March 16, 2021

3:25 pm

NDX has challenged the 50-day Moving Average at 13146.49.  Although it has bounced above it, it may close beneath it, creating a sell signal.  Best wishes!

ZeroHedge comments, “With less than 24 hours to go until one of the most closely watch Fed announcements in a long time, the VIX finds itself hanging just below 20, the gamma gravity in the S&P is at 4,000 while dealers remains short Nasdaq/QQQ gamma (which however is shrinking by the day). In short, depending on what Powell says (we previewed how market would respond to a hawkish… and dovish Fed), markets could tumble or surge.

A quick rundown of the key technical factors ahead of tomorrow’s 2pm announcement:

As our friends at SpotGamma note, the 400/4000 Call Wall in SPY/SPX has grown in size to over $5BN from yesterday – 10k 4000 strike calls were added yesterday, along with 100k SPY calls (to 400) – which increases its “pull” and yet total gamma is little changed in the S&P500 (that said, due to the FOMC tomorrow SG does not expect much movement today a forecast which has so far proven accurate).

On the other hand, Nasdaq/QQQ gamma remains negative, but that continues to shrink and SG notes that the upcoming March op-ex should flush out the remainder of that negative gamma position.

 

7:45 am

Good Morning!

NDX futures challenged the 50-day Moving Average at 13137.42 by rising to an overnight high of 13167.62.  While the bearish structure may have weakened, it is not gone.  The  61.8% Fibonacci retracement level is at 13241.33.   Today is day 260 of the current Master Cycle for the NDX and SPX and day 263 for the DJIA.  The reversal is imminent.

ZeroHedge reports, “Exactly one year ago today, the financial world as we know it was on the verge of collapse, with the Dow Jones plunging to 20,000 after the VIX exploded to a record 82.69.

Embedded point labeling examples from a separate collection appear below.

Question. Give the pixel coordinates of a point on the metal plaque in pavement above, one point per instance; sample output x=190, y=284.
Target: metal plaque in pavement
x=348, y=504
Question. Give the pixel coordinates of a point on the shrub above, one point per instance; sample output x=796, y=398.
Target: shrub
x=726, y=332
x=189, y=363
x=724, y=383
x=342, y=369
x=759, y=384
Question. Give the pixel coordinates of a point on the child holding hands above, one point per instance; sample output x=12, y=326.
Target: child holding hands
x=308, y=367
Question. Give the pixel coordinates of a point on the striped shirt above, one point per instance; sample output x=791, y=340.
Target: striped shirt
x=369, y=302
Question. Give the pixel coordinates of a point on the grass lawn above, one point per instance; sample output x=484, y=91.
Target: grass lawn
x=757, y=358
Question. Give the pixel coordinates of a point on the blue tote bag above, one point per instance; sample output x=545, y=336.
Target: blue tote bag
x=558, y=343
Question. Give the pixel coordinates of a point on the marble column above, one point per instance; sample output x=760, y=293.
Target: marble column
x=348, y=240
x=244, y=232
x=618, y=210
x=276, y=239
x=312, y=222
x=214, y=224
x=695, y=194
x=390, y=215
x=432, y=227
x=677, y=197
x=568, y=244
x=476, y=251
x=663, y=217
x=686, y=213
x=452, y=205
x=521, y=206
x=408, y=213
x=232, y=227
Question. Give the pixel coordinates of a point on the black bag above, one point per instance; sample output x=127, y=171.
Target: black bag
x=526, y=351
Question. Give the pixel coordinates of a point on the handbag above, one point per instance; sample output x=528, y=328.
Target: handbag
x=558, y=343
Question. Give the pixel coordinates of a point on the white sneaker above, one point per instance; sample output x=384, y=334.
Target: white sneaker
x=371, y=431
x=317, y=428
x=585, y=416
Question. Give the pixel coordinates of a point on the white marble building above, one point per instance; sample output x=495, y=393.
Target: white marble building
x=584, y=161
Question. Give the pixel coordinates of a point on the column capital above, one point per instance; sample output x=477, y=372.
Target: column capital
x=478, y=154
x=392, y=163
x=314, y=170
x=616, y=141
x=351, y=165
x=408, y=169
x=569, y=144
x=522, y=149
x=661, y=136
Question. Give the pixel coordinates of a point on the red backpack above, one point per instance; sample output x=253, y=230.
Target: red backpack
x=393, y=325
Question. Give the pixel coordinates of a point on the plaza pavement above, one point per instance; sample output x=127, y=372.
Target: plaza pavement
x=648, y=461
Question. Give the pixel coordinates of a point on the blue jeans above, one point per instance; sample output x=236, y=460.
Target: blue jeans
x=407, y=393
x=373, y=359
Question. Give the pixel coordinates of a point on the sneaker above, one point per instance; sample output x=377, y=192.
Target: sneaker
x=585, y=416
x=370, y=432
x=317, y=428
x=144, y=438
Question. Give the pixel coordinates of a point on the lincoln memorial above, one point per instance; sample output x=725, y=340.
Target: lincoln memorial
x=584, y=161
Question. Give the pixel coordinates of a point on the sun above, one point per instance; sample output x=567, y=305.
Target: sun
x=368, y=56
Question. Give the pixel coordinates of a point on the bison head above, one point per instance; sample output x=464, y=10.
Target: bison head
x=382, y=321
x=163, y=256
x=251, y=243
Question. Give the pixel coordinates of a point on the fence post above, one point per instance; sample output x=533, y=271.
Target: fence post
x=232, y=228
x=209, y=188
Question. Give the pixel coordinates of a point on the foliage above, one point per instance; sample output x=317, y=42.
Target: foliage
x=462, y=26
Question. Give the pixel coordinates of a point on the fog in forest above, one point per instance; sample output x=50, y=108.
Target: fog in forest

Fast forward to today, when the market is about 66% higher, and on Tuesday morning futures on both the S&P 500 and the Dow Jones edged higher hitting fresh all time highs – the Dow notched its sixth consecutive all-time high on Monday on optimism over a $1.9 trillion fiscal stimulus package –  for the second day in a row while contracts on the Nasdaq 100 rose about 0.5% by 730 a.m. ET, pointing to an extension of a rebound in technology stocks that were at the heart of February’s selloff. The Nasdaq 100 is still about 5% below its Feb. 12 record closing high. Traders were looking ahead to today’s industrial production and retail sales data (which as a reminder, will be a huge miss), while the Federal Reserve was set to kick off its two-day policy meeting.”

 

SPX futures made a new all-time high at 3964.38.  Futures are currently 12 points beneath the cash market.  It is possible that it may continue to rise to the Cycle Top at 3985.40.  Another possibility may be the daily Cycle Top at 4037.69.

ZeroHedge remarks, “Last week in his latest Doubleline webcast, Jeff Gundlach presented a remarkable chart, one showing that the ratio of the Nasdaq to the S&P 500 has been pulled lower (due to Nasdaq underperformance coupled with strength in value stocks) and is now right on its dot com bubble peak levels.

Picking up on this chart, over the weekend in his latest Bear Traps Report, Larry McDonald wrote that “we are sitting on an incredibly important turning point” adding that “the world’s first and second most liquid and arguably most important stock indices are sending important rotation signals. In our view, both tech and growth equities outperformance run is over and the rotation to value and commodity exposed equities has begun.”

 

VIX futures made a new low at 19.81 this morning.  It is possible that the VIX may decline lower than the February low, which may advance the Wave [B] structure.  It would make sense that the Master Cycle would terminate at a lower low (beneath 19.69).  A rally out of that low may be explosive.

 

TNX eased down to 15.88, then bounced back above 16.00.  The Cycles may allow a retracement to the support levels between 12.38 and 14.22.  From there, TNX may resume its advance through late April.

ZeroHedge observes, “Being dovish is harder than it looks for the FOMC. We expect two hikes in the 2023 dots. The consensus probably is close to expecting a single hike. If we are right, the initial response would probably be to add another half hike to the three already priced in by end-2023, taking the USD higher. But we think the Fed can present its dots as good news — a maximum employment soft landing is approaching quicker than expected. However, continuing the attitude of laissez-faire for long bond pricing would invite investors to take yields higher as economic data improved, even if the FOMC stuck with zero hikes in the dots.

How quick come the reasons for approving what we like

We think the FOMC will have a hard time expressing concern about asset markets with the S&P at an all-time high on 12 March, despite 10Y UST yields at post-February 2020 highs (Figure 1). Focus has been on the FOMC ‘dot plot’ in recent days, but if the FOMC and Fed Chair Powell do not push back against current yield levels, investors are likely to take yields higher as better data arrives.”